Digital Signal Processing: A Review Journal, volume 110, pages 102944
Interacting T-S fuzzy particle filter algorithm for transfer probability matrix of adaptive online estimation model
Publication type: Journal Article
Publication date: 2021-03-01
Q2
Q2
SJR: 0.799
CiteScore: 5.3
Impact factor: 2.9
ISSN: 10512004, 10954333
Electrical and Electronic Engineering
Computational Theory and Mathematics
Artificial Intelligence
Applied Mathematics
Signal Processing
Statistics, Probability and Uncertainty
Computer Vision and Pattern Recognition
Abstract
For the problem of inaccurate or difficult to obtain statistical characteristics of non-Gaussian noise, an interacting T-S fuzzy modeling algorithm is proposed to incorporate spatial-temporal information into particle filtering.
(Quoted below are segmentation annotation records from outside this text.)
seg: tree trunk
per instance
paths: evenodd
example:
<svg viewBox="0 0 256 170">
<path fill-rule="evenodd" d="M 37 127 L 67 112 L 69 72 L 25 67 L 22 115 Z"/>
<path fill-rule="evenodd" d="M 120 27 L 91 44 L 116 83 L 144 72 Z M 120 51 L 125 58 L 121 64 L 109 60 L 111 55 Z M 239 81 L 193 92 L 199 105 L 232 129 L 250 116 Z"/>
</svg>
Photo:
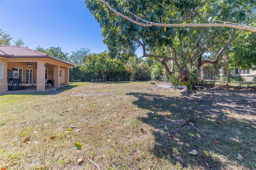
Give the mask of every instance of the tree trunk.
<svg viewBox="0 0 256 170">
<path fill-rule="evenodd" d="M 132 74 L 132 79 L 131 79 L 131 81 L 135 81 L 135 74 Z"/>
<path fill-rule="evenodd" d="M 105 74 L 105 73 L 102 72 L 101 75 L 102 75 L 102 77 L 103 77 L 103 81 L 106 81 L 106 75 Z"/>
<path fill-rule="evenodd" d="M 230 70 L 228 69 L 228 79 L 227 83 L 230 82 Z"/>
</svg>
In the proposed method, feature information is characterized by multiple semantic fuzzy sets, and the model transition probabilities are estimated by using the fuzzy set transition probabilities, which can be derived by the closeness degrees between the fuzzy sets. Furthermore, the correntropy can capture the statistical information to solve the non-Gaussian noise, thus a kernel fuzzy C-regression means (FCRM) based on correntropy and spatial-temporal information is proposed to adaptively identify the premise parameters of T-S fuzzy model, and a modified strong tracking method is used to estimate the consequence parameters. By using the proposed interacting T-S fuzzy model, an efficient importance density function is constructed for the particle filtering algorithm. Finally, the simulation results show that the tracking performance of the proposed algorithm is effective in processing non-Gaussian noise.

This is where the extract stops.